Market Overview At 10:00 UK Time
European bourses have reacted positively to the news that Athens has agreed its latest bailout terms and the healthy ECB balance of payments data may have also contributed to an upbeat mood. the STOXX is up 0.25%, the UK FTSE is up 0.42%, the CAC is up 0.26%, the IBEX is up 0.62%, whilst the DAX is currently flat. The Athens exchange index is currently the leading index up 0.81% on the day. The DJIA equity index future is currently flat, whilst the NASDAQ future is currently down 0.11%.

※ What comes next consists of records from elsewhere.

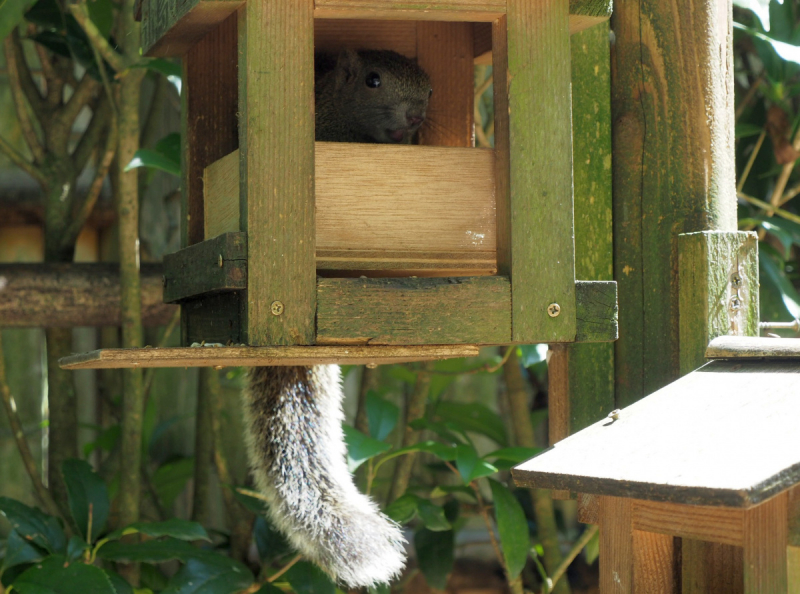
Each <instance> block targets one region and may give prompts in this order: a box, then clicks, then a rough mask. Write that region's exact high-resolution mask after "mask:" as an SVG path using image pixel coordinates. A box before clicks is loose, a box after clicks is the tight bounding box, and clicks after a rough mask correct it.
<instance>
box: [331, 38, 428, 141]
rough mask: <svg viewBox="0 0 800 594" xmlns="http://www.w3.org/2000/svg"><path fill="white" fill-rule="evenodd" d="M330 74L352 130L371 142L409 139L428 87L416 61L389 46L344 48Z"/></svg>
mask: <svg viewBox="0 0 800 594" xmlns="http://www.w3.org/2000/svg"><path fill="white" fill-rule="evenodd" d="M334 77H335V78H334V80H335V86H336V92H335V94H334V96H335V97H336V102H337V103H338V105H337V108H338V109H339V111H340V113H341V114H342V115H343V116H344V117H345V118H346V119H347V121H348V124H349V125H350V127H351V128H352V129H353V130H355V131H358V132H359V133H360V134H363V135H364V136H366V137H368V138H371V139H373V140H374V141H375V142H380V143H394V144H409V143H410V142H411V140H412V138H413V136H414V134H415V133H416V131H417V130H418V129H419V127H420V126H421V125H422V122H423V121H424V120H425V112H426V110H427V109H428V99H429V98H430V96H431V93H432V92H433V91H432V89H431V81H430V78H428V75H427V74H426V73H425V72H424V71H423V70H422V69H421V68H420V67H419V66H417V65H416V64H415V63H414V62H413V61H411V60H409V59H408V58H406V57H405V56H401V55H400V54H398V53H396V52H392V51H361V52H355V51H353V50H345V51H343V52H342V53H340V54H339V58H338V60H337V63H336V68H335V70H334Z"/></svg>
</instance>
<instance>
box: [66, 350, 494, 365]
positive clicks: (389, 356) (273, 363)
mask: <svg viewBox="0 0 800 594" xmlns="http://www.w3.org/2000/svg"><path fill="white" fill-rule="evenodd" d="M477 355H478V348H477V347H474V346H438V345H437V346H409V347H405V346H404V347H397V346H370V347H363V346H350V347H330V346H328V347H320V346H302V347H298V346H292V347H243V346H233V347H223V346H217V347H215V346H203V347H172V348H169V347H168V348H144V349H102V350H98V351H91V352H89V353H82V354H79V355H70V356H69V357H64V358H63V359H60V360H59V362H58V363H59V365H60V366H61V368H62V369H117V368H133V367H237V366H246V367H261V366H265V365H322V364H328V363H341V364H347V365H369V364H373V363H375V364H381V365H383V364H387V365H388V364H393V363H408V362H411V361H431V360H436V359H451V358H460V357H475V356H477Z"/></svg>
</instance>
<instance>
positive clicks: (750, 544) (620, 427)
mask: <svg viewBox="0 0 800 594" xmlns="http://www.w3.org/2000/svg"><path fill="white" fill-rule="evenodd" d="M706 356H707V357H710V358H714V359H716V360H713V361H712V362H710V363H708V364H707V365H705V366H703V367H701V368H700V369H698V370H696V371H694V372H692V373H690V374H688V375H686V376H684V377H683V378H681V379H679V380H678V381H676V382H674V383H672V384H670V385H669V386H667V387H665V388H663V389H661V390H659V391H658V392H655V393H654V394H651V395H650V396H647V397H646V398H644V399H642V400H640V401H639V402H637V403H635V404H633V405H631V406H629V407H627V408H625V409H622V410H620V411H614V412H613V413H611V414H610V415H609V417H608V418H607V419H605V420H603V421H599V422H598V423H595V424H594V425H592V426H590V427H587V428H586V429H584V430H582V431H580V432H578V433H576V434H574V435H572V436H570V437H568V438H566V439H564V440H563V441H560V442H558V443H557V444H556V445H554V446H553V447H551V448H550V449H548V450H546V451H545V452H543V453H542V454H540V455H539V456H537V457H535V458H533V459H531V460H529V461H528V462H526V463H524V464H522V465H520V466H518V467H517V468H515V469H514V470H513V471H512V472H513V475H514V479H515V481H516V483H517V484H518V485H520V486H525V487H535V488H544V489H564V490H569V491H572V492H577V493H581V494H582V495H581V505H582V511H583V514H584V516H583V518H582V521H585V522H587V523H592V524H599V525H600V592H601V594H610V593H612V592H613V593H615V594H626V593H632V592H646V593H651V594H656V593H662V592H663V593H664V594H670V593H672V592H680V591H681V587H682V588H683V590H682V591H683V592H684V593H685V592H692V593H701V592H702V593H723V592H724V593H725V594H738V593H742V592H743V593H744V594H786V593H787V592H790V593H796V592H800V579H798V578H799V577H800V576H795V575H792V576H788V575H787V555H789V556H791V557H792V558H793V559H800V549H796V548H795V547H796V546H798V545H800V531H798V527H800V486H798V485H799V484H800V431H798V428H799V427H800V340H798V339H773V338H743V337H733V336H726V337H721V338H718V339H715V340H714V341H712V342H711V344H710V345H709V348H708V350H707V351H706ZM583 494H586V495H583ZM674 537H681V538H683V539H688V540H683V545H682V551H681V553H682V557H683V568H682V575H681V572H679V573H678V574H677V576H676V575H673V567H674V564H673V561H674V559H675V551H674V550H673V538H674ZM712 543H713V544H712ZM789 545H793V546H790V547H789V549H788V550H787V546H789ZM703 547H704V548H703ZM681 582H682V583H681Z"/></svg>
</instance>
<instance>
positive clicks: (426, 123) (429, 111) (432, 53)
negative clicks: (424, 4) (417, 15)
mask: <svg viewBox="0 0 800 594" xmlns="http://www.w3.org/2000/svg"><path fill="white" fill-rule="evenodd" d="M472 29H473V27H472V24H471V23H450V22H442V21H419V22H417V62H418V64H419V65H420V67H421V68H422V69H423V70H425V72H427V73H428V75H429V76H430V77H431V87H432V88H433V95H431V100H430V104H429V106H428V115H427V119H426V121H425V123H424V124H423V126H422V129H421V130H420V144H427V145H433V146H472V145H473V135H474V133H473V112H474V108H473V103H474V87H475V68H474V64H473V56H472V53H473V46H474V43H473V40H472Z"/></svg>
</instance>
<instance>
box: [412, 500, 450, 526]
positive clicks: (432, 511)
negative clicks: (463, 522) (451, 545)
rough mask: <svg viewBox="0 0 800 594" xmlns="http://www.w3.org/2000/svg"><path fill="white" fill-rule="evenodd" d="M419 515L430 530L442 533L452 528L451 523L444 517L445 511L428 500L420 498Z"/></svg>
mask: <svg viewBox="0 0 800 594" xmlns="http://www.w3.org/2000/svg"><path fill="white" fill-rule="evenodd" d="M417 513H418V514H419V517H420V519H421V520H422V523H423V524H425V528H427V529H428V530H432V531H433V532H442V531H443V530H450V529H451V528H452V526H450V522H448V521H447V518H445V516H444V509H443V508H442V507H440V506H438V505H436V504H435V503H431V502H430V501H428V500H427V499H422V498H420V500H419V501H418V502H417Z"/></svg>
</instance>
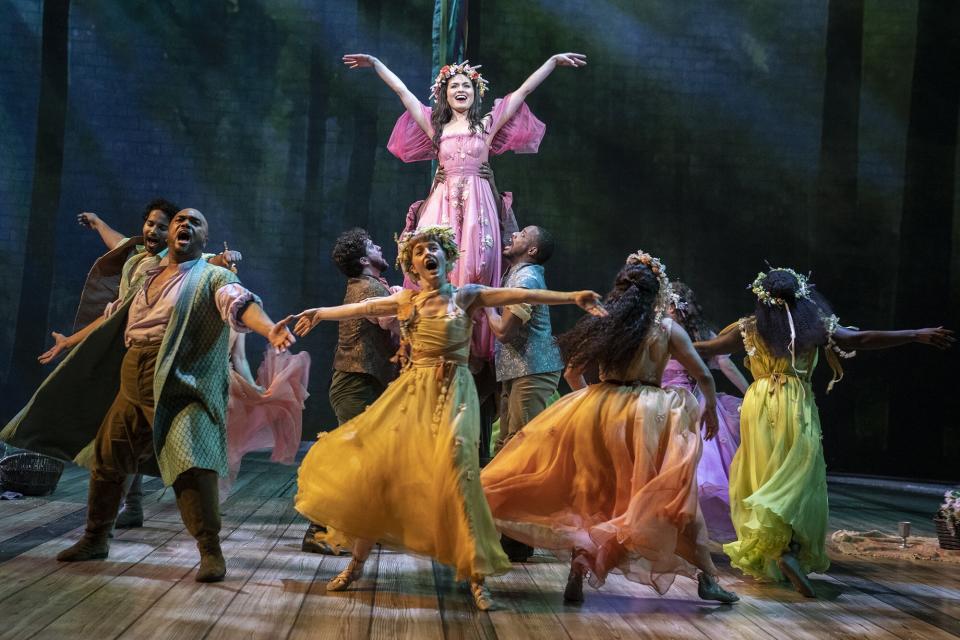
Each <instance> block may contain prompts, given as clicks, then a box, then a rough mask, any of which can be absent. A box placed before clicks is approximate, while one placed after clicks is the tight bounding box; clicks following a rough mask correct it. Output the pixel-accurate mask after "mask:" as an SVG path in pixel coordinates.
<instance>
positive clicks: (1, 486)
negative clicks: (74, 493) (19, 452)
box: [0, 453, 63, 496]
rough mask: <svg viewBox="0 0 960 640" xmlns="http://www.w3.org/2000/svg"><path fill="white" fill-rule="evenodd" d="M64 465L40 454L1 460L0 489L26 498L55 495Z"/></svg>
mask: <svg viewBox="0 0 960 640" xmlns="http://www.w3.org/2000/svg"><path fill="white" fill-rule="evenodd" d="M62 473H63V463H62V462H60V461H59V460H57V459H55V458H51V457H49V456H43V455H40V454H39V453H15V454H13V455H12V456H7V457H6V458H4V459H3V460H0V487H2V488H3V490H4V491H16V492H18V493H22V494H23V495H25V496H45V495H49V494H51V493H53V490H54V489H56V488H57V483H58V482H60V474H62Z"/></svg>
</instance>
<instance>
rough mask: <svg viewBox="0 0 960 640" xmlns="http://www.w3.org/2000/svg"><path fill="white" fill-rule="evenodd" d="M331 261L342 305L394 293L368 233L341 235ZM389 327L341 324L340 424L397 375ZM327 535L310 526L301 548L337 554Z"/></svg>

Looking at commodities NYMEX WTI is down 0.17% at $106.3 per barrel whilst NYMEX gas is up 0.14% at $3.63 per therm. Gold spot is up 0.46% at 1281, silver is up 0.5% at $19.43 per ounce.
Asian/Pacific Exchanges
The Nikkei closed up 1.32%, the Hang Seng closed up 0.12%, whilst the CSI closed down 1.64%. The ASX 200 closed up 0.24%.
Forex Focus
The yen weakened 0.6 percent to 100.18 per dollar early in the London session after depreciating 0.5 percent yesterday. The dollar advanced 0.2 percent to $1.3102 per euro. The 17-nation shared Eurozone currency rose 0.4 percent to 131.25 yen after touching 131.38, the strongest level witnessed since June 5th. The yen dropped for a second day versus the dollar on bets that G20 finance ministers and central bankers meeting this week will endorse the Bank of Japan’s monetary easing that aims to stoke 2 percent inflation.
The pound dropped 0.3 percent to $1.5164 early in the London session after gaining 0.7 percent over the past two days. It fell to $1.4814 on July 9th, the lowest witnessed since June 2010. Sterling traded at 86.40 pence per euro after reaching 87.11 yesterday, the weakest since March 13th.